Этот «очищенный» жизненный мир выступает как горизонт сознания. Непосредственно мы все погружены в этот мир, наши интересы, – жизненные, не научные, – со всеми их планами, оценками, намерениями и так далее направлены именно на вещи (онта, говорит Гуссерль, от греч. τὰ ὸ ντα – существующее, вещи). Весь этот предданный мир существует в рамках нашего сознания и мы не знаем никакого другого мира, кроме этого. Все различения между действительным и кажущимся, материальным и идеальным, непосредственным образом сняты для нас в эпохэ: все вещи выступают для нас как некоторые феномены сознания. Они нам даны, они образуют некую текущую целостность, некоторый горизонт нашего сознания. Причем, важно подчеркнуть, что говоря «феномены», Гуссерль имеет здесь в виду не то, что эти реалии представляют собой явления некоторых вещей, в духе классической теории познания. Это значило бы опять вернуться к метафизике новоевропейской науки, а именно ее философ и стремится преодолеть. Феномены представляют из себя чистые данности, за которыми не нужно искать никакой другой реальности, они показывают сами себя, и только себя. Весь мир, в этом смысле, оказывается сведен к совокупности феноменов. Про феномены мы знаем только, что они даны нашему сознанию. В то же время, хотя про феномены и нельзя говорить, что они «что-то отражают», тем не менее нельзя и считать, что каждый феномен есть что-то простое, неразложимое. Точнее говоря, феномены образуют сложную иерархию структур. Например: говоря о феномене движения, мы уже мыслим и пространство, и время. То есть феномен движения синтетически содержит в себе и феномены пространства и времени. Тем самым жизненный мир, предданный нашему сознанию, представляет собой сложную иерархию синтезов.

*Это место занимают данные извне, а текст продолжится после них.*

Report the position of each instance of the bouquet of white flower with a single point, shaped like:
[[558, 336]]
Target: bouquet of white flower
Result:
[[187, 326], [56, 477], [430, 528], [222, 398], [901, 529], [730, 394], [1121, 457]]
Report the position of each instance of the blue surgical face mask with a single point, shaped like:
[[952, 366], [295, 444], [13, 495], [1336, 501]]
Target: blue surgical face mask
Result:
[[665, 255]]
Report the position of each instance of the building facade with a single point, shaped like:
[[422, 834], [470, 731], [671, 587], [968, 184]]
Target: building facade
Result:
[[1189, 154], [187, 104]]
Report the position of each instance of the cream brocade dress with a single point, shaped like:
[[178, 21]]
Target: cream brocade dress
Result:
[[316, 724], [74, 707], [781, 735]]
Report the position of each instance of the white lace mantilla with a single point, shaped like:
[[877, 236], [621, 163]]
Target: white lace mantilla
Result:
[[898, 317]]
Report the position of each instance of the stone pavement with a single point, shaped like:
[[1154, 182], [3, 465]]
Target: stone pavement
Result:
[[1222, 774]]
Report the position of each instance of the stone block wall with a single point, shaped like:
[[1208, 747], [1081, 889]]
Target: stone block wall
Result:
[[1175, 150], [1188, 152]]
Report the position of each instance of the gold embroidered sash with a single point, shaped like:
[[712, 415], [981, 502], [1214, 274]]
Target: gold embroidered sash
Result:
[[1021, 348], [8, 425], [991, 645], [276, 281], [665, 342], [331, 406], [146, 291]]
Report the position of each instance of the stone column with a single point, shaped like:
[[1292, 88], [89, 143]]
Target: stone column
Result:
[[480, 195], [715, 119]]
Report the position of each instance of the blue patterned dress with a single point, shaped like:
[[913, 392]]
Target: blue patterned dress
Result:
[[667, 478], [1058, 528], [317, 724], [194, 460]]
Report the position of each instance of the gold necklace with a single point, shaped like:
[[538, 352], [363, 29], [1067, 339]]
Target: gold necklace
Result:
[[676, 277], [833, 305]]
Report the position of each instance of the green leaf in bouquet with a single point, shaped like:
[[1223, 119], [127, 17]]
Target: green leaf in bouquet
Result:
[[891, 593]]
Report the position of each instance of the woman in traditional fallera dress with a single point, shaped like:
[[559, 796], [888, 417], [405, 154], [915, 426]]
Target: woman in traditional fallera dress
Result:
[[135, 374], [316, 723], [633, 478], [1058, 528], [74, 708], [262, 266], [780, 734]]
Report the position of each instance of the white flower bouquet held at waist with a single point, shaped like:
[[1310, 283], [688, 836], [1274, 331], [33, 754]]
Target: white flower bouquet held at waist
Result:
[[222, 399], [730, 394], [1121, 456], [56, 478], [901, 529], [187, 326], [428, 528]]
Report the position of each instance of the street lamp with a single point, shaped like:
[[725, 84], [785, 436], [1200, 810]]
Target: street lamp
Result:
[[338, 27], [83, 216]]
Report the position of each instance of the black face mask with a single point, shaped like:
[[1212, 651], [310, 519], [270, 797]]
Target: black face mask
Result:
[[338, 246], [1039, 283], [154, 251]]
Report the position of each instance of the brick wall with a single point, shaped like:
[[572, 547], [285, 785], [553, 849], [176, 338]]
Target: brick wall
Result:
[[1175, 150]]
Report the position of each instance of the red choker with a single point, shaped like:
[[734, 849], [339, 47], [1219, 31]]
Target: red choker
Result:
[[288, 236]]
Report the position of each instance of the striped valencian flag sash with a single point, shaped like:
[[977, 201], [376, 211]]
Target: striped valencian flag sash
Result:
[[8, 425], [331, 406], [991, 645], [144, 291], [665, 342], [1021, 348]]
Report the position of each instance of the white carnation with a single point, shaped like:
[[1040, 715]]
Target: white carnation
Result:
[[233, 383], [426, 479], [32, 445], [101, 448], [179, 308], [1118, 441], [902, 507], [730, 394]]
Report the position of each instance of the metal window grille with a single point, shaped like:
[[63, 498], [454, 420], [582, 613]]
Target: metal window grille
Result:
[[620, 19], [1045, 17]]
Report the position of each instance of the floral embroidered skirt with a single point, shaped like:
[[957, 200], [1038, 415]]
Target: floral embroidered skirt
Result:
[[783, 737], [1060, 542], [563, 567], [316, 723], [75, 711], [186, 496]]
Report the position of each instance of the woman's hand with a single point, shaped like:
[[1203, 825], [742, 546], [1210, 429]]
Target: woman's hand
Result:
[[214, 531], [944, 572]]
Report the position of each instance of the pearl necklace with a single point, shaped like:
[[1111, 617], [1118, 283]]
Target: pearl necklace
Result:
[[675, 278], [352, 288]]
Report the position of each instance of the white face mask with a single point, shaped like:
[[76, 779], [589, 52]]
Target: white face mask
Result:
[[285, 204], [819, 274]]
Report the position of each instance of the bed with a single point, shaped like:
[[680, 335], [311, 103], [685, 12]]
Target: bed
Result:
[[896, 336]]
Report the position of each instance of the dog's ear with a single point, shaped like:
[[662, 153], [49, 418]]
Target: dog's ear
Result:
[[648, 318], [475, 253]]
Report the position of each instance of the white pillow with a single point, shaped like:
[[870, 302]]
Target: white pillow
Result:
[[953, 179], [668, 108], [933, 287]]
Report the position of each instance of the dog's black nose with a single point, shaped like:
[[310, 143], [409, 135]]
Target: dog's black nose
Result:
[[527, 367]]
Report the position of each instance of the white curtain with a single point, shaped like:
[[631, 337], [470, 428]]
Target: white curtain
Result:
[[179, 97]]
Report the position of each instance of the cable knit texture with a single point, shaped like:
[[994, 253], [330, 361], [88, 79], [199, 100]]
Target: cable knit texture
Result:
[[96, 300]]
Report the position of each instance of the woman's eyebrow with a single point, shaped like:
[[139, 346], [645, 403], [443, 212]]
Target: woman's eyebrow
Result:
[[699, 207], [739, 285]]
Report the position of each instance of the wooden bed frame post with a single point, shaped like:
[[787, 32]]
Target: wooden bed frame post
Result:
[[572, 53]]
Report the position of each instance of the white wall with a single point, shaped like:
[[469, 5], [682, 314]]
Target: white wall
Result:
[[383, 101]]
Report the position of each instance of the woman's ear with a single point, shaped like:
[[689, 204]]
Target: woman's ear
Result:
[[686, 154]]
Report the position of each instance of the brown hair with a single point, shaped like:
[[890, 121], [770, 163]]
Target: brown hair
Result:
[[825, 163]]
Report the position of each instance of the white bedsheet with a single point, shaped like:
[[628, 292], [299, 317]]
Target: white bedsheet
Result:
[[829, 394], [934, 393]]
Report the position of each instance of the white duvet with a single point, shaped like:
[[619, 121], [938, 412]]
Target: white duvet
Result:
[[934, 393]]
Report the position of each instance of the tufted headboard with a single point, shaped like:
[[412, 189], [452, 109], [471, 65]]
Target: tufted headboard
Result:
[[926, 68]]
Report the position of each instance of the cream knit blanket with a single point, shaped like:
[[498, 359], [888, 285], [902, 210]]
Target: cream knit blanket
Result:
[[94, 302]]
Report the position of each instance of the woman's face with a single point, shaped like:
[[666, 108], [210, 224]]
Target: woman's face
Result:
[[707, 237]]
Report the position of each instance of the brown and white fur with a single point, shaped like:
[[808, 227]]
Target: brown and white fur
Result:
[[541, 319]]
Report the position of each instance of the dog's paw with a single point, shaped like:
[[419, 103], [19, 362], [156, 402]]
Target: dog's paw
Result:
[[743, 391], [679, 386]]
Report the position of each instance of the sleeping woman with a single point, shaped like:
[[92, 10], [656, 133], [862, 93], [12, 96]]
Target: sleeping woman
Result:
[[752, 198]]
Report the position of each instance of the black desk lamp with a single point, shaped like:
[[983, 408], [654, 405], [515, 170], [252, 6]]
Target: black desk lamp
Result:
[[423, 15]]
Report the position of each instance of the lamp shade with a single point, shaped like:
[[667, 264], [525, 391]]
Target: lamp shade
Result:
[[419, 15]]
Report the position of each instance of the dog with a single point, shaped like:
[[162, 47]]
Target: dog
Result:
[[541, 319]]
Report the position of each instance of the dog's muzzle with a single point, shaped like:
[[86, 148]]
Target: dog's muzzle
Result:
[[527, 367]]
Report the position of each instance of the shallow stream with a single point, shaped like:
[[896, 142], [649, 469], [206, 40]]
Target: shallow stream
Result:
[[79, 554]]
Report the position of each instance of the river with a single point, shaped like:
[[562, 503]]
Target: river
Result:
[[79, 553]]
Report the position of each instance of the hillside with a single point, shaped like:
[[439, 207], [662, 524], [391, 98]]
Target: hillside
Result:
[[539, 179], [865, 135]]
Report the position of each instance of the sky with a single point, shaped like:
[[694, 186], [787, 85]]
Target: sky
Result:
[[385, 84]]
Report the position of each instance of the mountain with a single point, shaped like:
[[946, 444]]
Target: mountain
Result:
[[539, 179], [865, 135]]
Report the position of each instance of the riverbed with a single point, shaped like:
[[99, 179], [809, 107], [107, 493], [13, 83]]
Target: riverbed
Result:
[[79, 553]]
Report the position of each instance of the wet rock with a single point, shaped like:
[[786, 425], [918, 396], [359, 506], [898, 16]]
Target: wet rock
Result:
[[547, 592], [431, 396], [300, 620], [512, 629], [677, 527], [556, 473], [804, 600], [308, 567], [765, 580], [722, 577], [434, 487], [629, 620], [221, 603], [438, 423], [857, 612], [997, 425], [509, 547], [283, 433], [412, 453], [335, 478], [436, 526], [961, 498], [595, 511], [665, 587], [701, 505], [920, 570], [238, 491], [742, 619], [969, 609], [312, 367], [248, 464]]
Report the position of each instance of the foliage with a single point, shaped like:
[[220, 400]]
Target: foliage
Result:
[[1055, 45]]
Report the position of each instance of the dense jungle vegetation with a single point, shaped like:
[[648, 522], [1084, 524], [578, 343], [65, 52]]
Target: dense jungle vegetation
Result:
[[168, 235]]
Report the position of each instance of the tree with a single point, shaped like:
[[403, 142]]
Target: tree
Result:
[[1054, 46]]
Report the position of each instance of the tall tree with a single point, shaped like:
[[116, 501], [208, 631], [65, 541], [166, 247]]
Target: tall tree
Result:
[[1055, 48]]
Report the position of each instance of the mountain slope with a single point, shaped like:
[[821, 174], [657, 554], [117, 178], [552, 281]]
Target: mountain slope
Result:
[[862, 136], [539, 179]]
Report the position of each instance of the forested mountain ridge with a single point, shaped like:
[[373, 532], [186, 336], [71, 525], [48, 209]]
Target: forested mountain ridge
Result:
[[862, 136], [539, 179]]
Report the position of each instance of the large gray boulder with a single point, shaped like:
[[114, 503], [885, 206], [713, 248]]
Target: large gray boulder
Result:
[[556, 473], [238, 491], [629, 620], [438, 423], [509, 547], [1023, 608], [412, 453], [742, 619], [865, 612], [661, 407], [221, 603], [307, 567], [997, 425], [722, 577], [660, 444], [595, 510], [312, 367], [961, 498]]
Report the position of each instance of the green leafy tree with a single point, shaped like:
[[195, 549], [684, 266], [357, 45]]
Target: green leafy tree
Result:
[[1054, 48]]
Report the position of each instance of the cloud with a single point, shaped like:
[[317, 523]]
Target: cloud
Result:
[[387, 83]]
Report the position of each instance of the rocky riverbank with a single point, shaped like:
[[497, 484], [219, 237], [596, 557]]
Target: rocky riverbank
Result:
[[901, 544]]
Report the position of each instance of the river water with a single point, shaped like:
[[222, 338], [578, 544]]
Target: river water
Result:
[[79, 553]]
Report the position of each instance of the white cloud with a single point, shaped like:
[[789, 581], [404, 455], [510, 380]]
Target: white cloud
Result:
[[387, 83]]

Здесь необходимо сделать одно замечание. В своем историческом развитии феноменология прошла различные этапы. Разные авторы по-разному понимали работу феноменологического метода. И даже у одного автора, и прежде всего у самого Гуссерля, понимание феноменологии исторически менялось. Говоря о Гуссерле, мы описываем здесь ту интерпретацию феноменологии, которая утвердилась у него к концу жизни и была выражена в его последней (незаконченной) работе «Кризис европейских наук и трансцендентальная феноменология». Тот пункт изложения, которого мы сейчас достигли, представляет собой точку бифуркации, разделения. Далее можно двигаться двумя путями. Если мы ограничиваемся анализом феноменов, данных нашему сознанию, и видим задачу философской феноменологии именно во вскрытии и описании структуры феноменов, то этот путь есть путь дескриптивной (описательной) феноменологии. Другой путь, как раз тот, каким пошел Гуссерль, есть путь анализа феноменов как проявления активности сознания, есть путь трансцендентальной феноменологии. Именно по нему мы сейчас и будем продвигаться.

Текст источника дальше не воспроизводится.